# PayPal Betrugsvorwurf



## Roba (13 Dezember 2015)

Hallo liebe Leute,
ich bin neu und wir haben ein ganz merkwürdiges Problem. 
Eine gute Freundin riet mir zu einer Anfrage hier. Sie hat Erfahrung mit Foren, ich nicht.

Zum Problem. Mit der Bitte um Eure Einschätzung und Infos zum Ablauf. Ich hoffe, Ihr könnt weiterhelfen.

Mein Sohn wurde beschuldigt, vor gut drei Jahren (13) einen PayPal-Account 
auf den Namen eines anderen (Mitschülers) eröffnet zu haben. 
Damit soll er gut eineinhalb Jahre nach Eröffnung (Sommer 2014) zwei Artikel bei einem chinesischen Spiel-Key Laden gekauft haben. 
Einer davon wurde gleich storniert und der Händler wies eine Rückzahlung an. 
Da das Bankkonto nicht ausreichend Guthaben hatte, wurde die Mutter des Schülers von der Bank angerufen. 
Die Mutter sprach den Sohn an. Er wisse von nichts.
Es wurde Anzeige erstattet. 
Zunächst gegen Unbekannt. Aber man sah auf den Kontoauszügen die E-Mail-Adresse meines Sohnes.

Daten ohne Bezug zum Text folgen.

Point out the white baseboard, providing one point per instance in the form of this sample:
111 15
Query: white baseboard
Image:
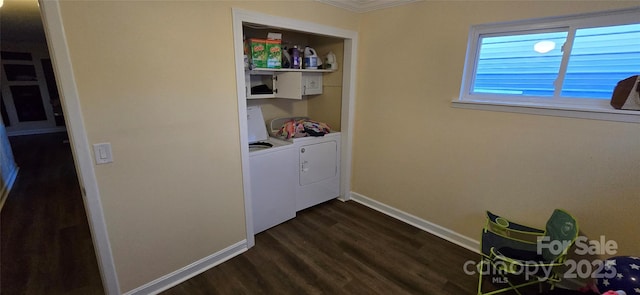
36 131
165 282
4 191
432 228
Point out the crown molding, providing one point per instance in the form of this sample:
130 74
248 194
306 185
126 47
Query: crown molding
360 6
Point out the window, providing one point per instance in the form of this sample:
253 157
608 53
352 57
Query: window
571 62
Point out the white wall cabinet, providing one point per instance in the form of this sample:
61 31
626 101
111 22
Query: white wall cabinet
283 83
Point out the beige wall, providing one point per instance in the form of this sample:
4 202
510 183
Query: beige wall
415 152
157 80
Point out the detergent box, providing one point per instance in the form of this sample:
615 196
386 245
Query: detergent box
259 53
274 54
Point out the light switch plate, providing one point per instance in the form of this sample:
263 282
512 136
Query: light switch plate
102 153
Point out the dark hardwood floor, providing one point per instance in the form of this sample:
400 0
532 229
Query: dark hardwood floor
332 248
341 248
46 247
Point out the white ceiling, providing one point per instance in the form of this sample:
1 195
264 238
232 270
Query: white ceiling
365 5
20 21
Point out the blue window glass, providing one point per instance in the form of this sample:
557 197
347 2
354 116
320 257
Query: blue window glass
526 64
601 57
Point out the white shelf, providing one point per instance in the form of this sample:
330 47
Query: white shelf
291 70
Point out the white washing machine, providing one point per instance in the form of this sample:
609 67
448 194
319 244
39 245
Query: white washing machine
272 167
318 167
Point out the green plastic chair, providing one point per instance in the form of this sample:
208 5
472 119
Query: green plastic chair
512 250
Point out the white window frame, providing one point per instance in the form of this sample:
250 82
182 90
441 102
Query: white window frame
556 106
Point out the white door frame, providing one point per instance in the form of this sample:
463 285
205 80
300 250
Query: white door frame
59 52
348 95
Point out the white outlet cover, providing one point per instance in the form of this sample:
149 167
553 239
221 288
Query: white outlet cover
102 153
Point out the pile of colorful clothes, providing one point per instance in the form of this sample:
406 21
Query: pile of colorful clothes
302 128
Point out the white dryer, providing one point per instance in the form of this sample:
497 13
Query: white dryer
318 166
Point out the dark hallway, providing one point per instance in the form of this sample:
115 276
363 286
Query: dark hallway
46 246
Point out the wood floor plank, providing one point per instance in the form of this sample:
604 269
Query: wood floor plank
45 243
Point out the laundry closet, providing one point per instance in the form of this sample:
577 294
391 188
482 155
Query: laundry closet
289 171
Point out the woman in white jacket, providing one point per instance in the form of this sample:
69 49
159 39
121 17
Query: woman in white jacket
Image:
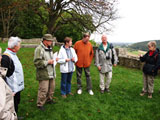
67 58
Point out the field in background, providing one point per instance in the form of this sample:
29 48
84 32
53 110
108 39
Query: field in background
123 103
135 52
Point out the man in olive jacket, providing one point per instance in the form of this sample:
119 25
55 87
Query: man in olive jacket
105 55
43 61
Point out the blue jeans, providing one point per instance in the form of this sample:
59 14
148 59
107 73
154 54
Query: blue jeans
66 83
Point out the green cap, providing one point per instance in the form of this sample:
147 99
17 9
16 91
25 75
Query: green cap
48 37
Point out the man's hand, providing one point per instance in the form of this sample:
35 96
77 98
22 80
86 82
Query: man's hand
50 62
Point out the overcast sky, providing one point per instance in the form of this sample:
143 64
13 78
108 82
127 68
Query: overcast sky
140 21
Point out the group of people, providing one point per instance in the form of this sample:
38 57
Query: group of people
79 57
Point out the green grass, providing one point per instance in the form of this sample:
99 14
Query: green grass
123 103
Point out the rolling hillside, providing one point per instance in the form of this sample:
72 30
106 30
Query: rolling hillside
143 45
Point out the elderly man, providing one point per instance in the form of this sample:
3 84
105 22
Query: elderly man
105 57
85 54
43 61
7 111
11 61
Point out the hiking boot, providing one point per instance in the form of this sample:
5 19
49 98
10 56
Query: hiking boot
107 90
41 108
142 93
102 91
150 95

Mein Sohn hingegen berichtete, daß der Junge ihn damals um die Einrichtung gebeten habe 
(auch noch eins bei Moneybookers). 
Er habe das dann soweit gemacht, irgendwann den Code und den Betrag von der PayPal-Überweisung von dem Jungen erhalten und die Registrierung vollendet. 
Der Junge habe damit auch gleich was gekauft.
Er selbst habe nie etwas über dieses Konto bezahlt. 
Das glauben wir ihm. Nicht weil wir als Eltern dem Sohn eben alles glauben, sondern weil er einen solchen Zugriff nicht braucht und weil es auch nie Mails mit Lieferungen von Keys an ihn gegeben hat, die in dem Zeitraum liegen.

Monate später forderte mein Sohn bei dem Jungen für den Austausch irgendwelcher Apps und eines Launchers eine Zahlung an, die kam auch. 
Doch der Junge meldete sich sofort und fragte, ob man das rückgängig machen könne. 
Er habe Ärger bekommen. 
Er würde lieber bar zahlen. 
Also schickte mein Sohn das Geld wieder zurück.


Die von meinem Sohn dafür genutzte E-Mail-Adresse verwendete er praktisch selbst gar nicht mehr, beachtete Nachrichten dort auch nicht. (War mal für Schüler-VZ eingerichtet worden, die es irgendwann nicht mehr gab.)
Erst nach der Anzeige haben wir in diesen E-Mail-Account geguckt und ein paar Mails gefunden. 
Zu denen komme ich später noch.
Meine Frau und ich haben von PayPal keine Ahnung.
Unsere Freudin hielt die Aussagen des anderen Jungen von Beginn an für nicht glaubwürdig, 
weil das nicht zu den Abläufen bei PayPal paßt.
Sie riet uns, die Polizei darauf aufmerksam zu machen, daß der Junge wohl einen Bestätigungscode vom Kontoauszug weitergeben haben dürfte. Jedenfalls wenn es um einen so langen Zeitraum gehe.
Das brachte ich bei der Polizei auch vor. Die bestellte den anderen Jungen wieder ein.
Der berief sich darauf, daß das so lange her sei, er sei damals sehr naiv gewesen. Unser Sohn habe ihn bestimmt dahingehend manipuliert, die Daten rauszugeben. Er habe aber sicher nicht mit unserem Sohn ein PayPal-Konto eingerichtet.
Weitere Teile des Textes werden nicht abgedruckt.